Annual net worth $ gain, 2017 is through March
As my net worth grows, it becomes more and more difficult to maintain the high growth rates that I saw earlier in my career. With only a few thousand dollars, it’s easy to double your money. Once you have hundreds of thousands, doubling your money becomes much more difficult. Over time, I’ve seen my net worth growth percentage decline. In 2016, I achieved a 31% net worth gain, compared to over 100% in 2005 and 2006. Of course, making 31% on a much larger sum is better than a higher percentage on a very small sum.
Annual net worth % gain, 2017 is through March
When I was young, I frequently played computer games like “Sim City” and “Transport Tycoon.” These games taught me a valuable lesson. As you build out an empire, each piece of the empire makes money for you. In “Sim City”, as you build out the city, each additional resident, business, or industry brings in additional tax revenue. As the city becomes larger, raising funds becomes much easier. 

Similarly, in “Transport Tycoon,” you start out with a loan to build your first transport line. As it starts running, a very small amount of money starts trickling in to invest into additional lines. Existing lines continue earning revenue while each additional line adds even more revenue. Once I had 5 – 10 transport lines in place, it becomes much easier to build more lines as you have a solid base of revenue coming in.

Like with these games, investing is very similar. Each dollar invested earns money each year. Each subsequent dollar earned and invested earns even more. It becomes much more apparent how your money starts working for you once you have more invested. With over a million dollars now, my investments return about 10% a year or $100K. In a few short years, my investment returns will exceed my salary.

As a millionaire, I feel more financially secure, but my lifestyle won’t change. Over time I’ve learned the importance of spending on things that truly matter. A new car, a big house, new gadgets, etc. don’t carry importance for me. I’d rather spend money on experiences, such as a trip with my wife, or no longer needing to work at all, which I talk about in my perpetual money generator post.

Every time I make a purchase, one thing that I consider is the opportunity cost.
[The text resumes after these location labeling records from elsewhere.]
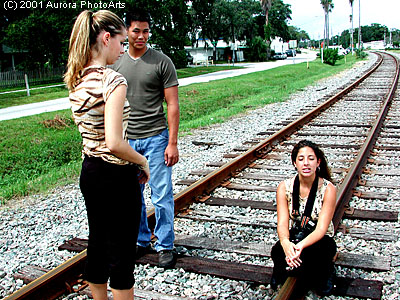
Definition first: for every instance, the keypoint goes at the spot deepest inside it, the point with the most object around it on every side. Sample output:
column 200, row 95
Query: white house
column 204, row 51
column 278, row 45
column 375, row 45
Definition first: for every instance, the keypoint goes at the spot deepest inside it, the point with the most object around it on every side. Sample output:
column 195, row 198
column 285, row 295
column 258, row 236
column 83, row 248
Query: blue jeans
column 162, row 197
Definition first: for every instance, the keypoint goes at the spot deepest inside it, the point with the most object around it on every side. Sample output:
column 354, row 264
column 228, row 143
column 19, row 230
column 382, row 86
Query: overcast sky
column 309, row 15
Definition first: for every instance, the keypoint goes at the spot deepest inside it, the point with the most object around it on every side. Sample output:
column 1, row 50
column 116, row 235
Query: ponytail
column 87, row 27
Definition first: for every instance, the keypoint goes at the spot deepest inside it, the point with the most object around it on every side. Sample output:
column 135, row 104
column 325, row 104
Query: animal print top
column 92, row 90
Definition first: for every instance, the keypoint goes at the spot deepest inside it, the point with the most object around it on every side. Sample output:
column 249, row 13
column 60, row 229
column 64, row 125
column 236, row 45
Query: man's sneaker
column 166, row 259
column 142, row 251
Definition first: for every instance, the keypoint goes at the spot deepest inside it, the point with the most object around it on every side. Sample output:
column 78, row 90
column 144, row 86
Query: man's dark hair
column 136, row 15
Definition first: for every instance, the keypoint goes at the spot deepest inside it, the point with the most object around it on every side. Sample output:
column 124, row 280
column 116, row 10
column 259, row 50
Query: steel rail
column 350, row 181
column 68, row 272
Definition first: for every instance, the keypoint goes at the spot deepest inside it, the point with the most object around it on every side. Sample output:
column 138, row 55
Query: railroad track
column 241, row 191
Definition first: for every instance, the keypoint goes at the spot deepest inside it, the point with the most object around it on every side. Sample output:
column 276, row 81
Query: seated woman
column 305, row 204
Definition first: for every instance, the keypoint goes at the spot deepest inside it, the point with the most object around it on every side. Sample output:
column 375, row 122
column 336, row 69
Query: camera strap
column 306, row 216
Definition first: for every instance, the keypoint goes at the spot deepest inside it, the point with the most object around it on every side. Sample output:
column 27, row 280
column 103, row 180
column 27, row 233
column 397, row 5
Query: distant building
column 278, row 45
column 375, row 45
column 203, row 51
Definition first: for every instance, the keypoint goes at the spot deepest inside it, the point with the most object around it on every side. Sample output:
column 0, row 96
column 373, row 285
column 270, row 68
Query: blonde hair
column 87, row 27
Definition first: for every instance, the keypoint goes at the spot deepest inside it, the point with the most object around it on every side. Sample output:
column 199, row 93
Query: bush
column 257, row 49
column 360, row 54
column 331, row 56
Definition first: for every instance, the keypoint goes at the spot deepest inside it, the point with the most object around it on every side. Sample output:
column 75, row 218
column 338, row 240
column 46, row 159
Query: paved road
column 15, row 112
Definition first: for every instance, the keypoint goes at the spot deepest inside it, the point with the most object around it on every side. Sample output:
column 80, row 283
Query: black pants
column 317, row 263
column 113, row 204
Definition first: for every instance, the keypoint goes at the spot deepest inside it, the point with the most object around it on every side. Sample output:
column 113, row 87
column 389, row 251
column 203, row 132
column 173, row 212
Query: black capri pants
column 113, row 204
column 317, row 262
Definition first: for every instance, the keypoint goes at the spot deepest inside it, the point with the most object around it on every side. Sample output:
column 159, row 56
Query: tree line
column 41, row 34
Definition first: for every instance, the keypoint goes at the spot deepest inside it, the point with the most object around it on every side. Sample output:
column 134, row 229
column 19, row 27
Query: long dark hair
column 324, row 171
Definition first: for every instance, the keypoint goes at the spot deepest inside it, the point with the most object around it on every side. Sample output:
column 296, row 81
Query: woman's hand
column 292, row 253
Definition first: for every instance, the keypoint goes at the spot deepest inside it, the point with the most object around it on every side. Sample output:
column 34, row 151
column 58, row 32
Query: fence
column 13, row 79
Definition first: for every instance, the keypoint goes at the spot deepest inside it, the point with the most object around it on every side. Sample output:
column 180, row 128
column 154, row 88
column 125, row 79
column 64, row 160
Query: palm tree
column 352, row 29
column 266, row 6
column 327, row 5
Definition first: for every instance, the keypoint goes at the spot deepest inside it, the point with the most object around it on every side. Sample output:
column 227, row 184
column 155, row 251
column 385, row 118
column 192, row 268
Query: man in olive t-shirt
column 152, row 78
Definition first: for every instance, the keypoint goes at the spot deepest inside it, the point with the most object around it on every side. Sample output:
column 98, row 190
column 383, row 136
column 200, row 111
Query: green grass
column 39, row 95
column 40, row 152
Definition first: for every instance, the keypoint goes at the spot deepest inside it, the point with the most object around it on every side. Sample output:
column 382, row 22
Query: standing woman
column 305, row 204
column 110, row 166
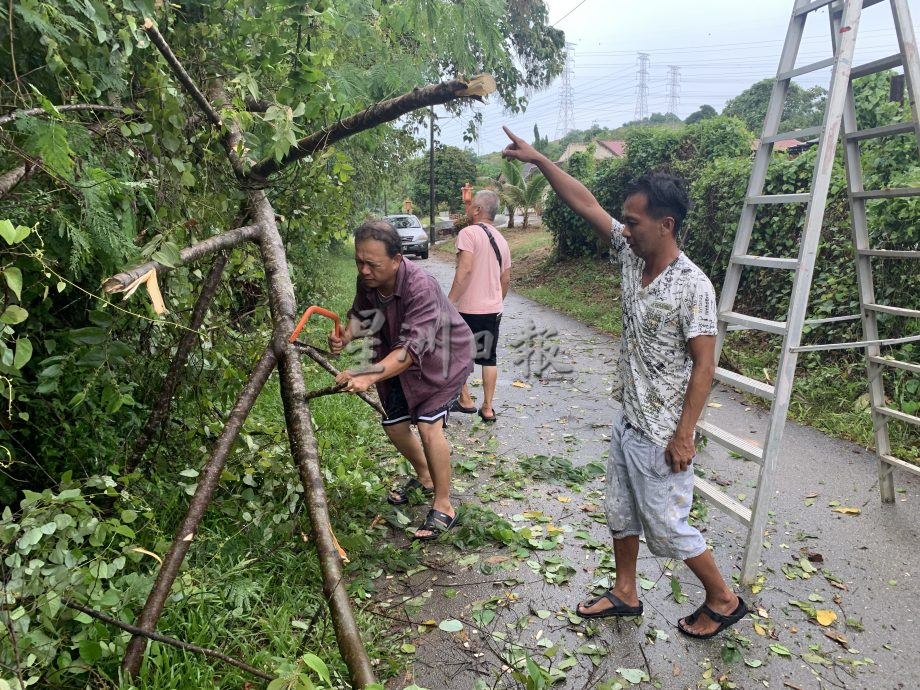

For example, I could buy a Tesla for $70K. I would have a very nice car, but if I had invested that same amount in the market, I could earn about $7K/year and have it grow each year. I’d rather have a perpetual income stream than a car that loses value over time.

With a large net worth also comes responsibility. For now, I'm letting my net worth grow larger and larger through investing, but someday I’ll be confronted with what to do with it all. Bill Gates and Warren Buffett are two great examples showing how they’re using their wealth for the betterment of the world. Their actions are commendable and I’d like to one day contribute in a similar way.